Thursday, January 26, 2012

A Solicitor and Pink Paisley Pants

Now that it has been almost a month since I have last blogged I should probably apologize for being such a bad blogger.  Life has just been normal and boring which is nice but it also makes it hard to write about things.

Now for something funny.  People have a way of knowing when you are having a bad day and the other day I was having one of those days when I was really rockin' the fat housewife look.  I'm not even saying that to be mean, I really had that disheveled look going.  Picture it:  Me, black long sleeve T-shirt (from the day before and wrinkled), pink pajama pants that have dark pink and white paisley patterns, tan socks (at 6 am I thought they were white, it doesn't make it any better but it helps explain my train of thought).  So far you should have this picture of me from the neck down where nothing matches.
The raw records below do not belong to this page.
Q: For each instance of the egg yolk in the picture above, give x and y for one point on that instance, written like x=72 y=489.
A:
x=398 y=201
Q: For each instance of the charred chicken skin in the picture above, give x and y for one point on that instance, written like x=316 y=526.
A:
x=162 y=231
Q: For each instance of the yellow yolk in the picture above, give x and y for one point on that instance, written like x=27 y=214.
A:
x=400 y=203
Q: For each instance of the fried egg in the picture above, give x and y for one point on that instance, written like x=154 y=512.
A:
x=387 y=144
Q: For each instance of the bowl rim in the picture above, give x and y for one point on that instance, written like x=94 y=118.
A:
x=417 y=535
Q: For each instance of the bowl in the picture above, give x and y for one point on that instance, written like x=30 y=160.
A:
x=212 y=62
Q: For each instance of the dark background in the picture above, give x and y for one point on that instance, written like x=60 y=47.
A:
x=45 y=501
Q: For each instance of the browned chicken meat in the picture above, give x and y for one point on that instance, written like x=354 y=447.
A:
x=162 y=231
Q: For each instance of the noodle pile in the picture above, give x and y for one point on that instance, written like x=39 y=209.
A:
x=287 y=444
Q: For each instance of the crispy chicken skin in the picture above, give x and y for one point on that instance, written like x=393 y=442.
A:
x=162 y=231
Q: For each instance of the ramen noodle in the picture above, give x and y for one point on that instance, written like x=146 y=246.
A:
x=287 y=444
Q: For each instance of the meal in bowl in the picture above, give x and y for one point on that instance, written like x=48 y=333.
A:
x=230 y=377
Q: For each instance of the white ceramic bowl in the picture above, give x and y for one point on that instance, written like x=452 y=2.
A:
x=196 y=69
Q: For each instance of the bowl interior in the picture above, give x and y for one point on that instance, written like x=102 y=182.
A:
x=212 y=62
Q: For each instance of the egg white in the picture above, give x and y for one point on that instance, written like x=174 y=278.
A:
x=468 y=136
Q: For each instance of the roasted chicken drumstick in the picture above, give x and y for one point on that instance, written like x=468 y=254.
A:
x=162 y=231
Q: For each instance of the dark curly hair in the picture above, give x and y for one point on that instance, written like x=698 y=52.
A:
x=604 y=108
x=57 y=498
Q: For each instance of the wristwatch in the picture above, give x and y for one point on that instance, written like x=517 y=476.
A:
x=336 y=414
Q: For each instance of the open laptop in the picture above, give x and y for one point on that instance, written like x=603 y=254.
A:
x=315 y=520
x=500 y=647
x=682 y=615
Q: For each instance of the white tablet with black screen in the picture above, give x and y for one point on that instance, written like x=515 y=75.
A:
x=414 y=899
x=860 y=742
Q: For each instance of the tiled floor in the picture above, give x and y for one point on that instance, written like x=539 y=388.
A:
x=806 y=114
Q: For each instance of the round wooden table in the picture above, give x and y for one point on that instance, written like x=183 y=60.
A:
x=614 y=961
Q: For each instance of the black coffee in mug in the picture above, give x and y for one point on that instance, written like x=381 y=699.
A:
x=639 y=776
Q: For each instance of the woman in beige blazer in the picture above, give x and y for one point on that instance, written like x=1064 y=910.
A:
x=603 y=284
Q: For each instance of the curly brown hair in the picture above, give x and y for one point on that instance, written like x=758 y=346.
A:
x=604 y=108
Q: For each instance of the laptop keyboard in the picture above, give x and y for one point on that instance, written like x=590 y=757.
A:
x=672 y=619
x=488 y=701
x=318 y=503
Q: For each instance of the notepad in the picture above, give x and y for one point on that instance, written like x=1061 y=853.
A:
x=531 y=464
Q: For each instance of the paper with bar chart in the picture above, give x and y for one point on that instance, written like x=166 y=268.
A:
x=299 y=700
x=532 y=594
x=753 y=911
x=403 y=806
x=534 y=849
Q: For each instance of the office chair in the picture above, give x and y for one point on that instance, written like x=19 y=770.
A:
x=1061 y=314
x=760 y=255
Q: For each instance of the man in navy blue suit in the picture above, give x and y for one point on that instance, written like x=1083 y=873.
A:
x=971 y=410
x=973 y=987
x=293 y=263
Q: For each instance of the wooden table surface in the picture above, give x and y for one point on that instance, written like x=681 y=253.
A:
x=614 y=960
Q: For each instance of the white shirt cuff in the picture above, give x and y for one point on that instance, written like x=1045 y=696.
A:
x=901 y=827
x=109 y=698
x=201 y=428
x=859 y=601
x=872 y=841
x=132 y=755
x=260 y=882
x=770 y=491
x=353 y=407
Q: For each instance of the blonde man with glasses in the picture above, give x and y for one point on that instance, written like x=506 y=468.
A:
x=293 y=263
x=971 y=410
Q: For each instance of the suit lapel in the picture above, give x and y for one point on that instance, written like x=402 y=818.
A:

Now to add the neck up: oily face (no hormones = me at 14 all over again) which has spread to my crazy hair so my hair is cucky at the temples, bangs that are split down the middle from my c-pap and massive bed head in the back.  Now put that all together.  I have no credibility at all for anything in life, I shouldn't even be out of bed like this.

Someone knocks on the door and of course, whooosh, the boys and the dog are at the door swinging it wide open.  And, yes, they really did make that noise.  I stumble over to the door and it is a solicitor.  Really! I don't want to deal with this.  I gather what little I have mentally for that day together and approach the door tell him off before he has a chance to say more than "wow, big dog, I hope you fed it breakfast."  He in turn gets that ha, you are so not funny grin and then I quickly turn it into my I don't like you mean face and inform him that "this is a no soliciting area and that I need to ask him to leave now. And I'm not very interesting anyway."

Right there, at the I'm not very interesting part, ya, combine that with how I looked and I lost all credibility. I'm not really sure if I had any to begin with but there was none when he left because he walked away laughing and repeating me. I quickly yelled behind him that "I wasn't interested!" and then shut the door.  I had fed Maggie breakfast but I think she really needed a snack right about then.  I just couldn't decide if she could have him for laughing at me or if she could have me for, well, being me.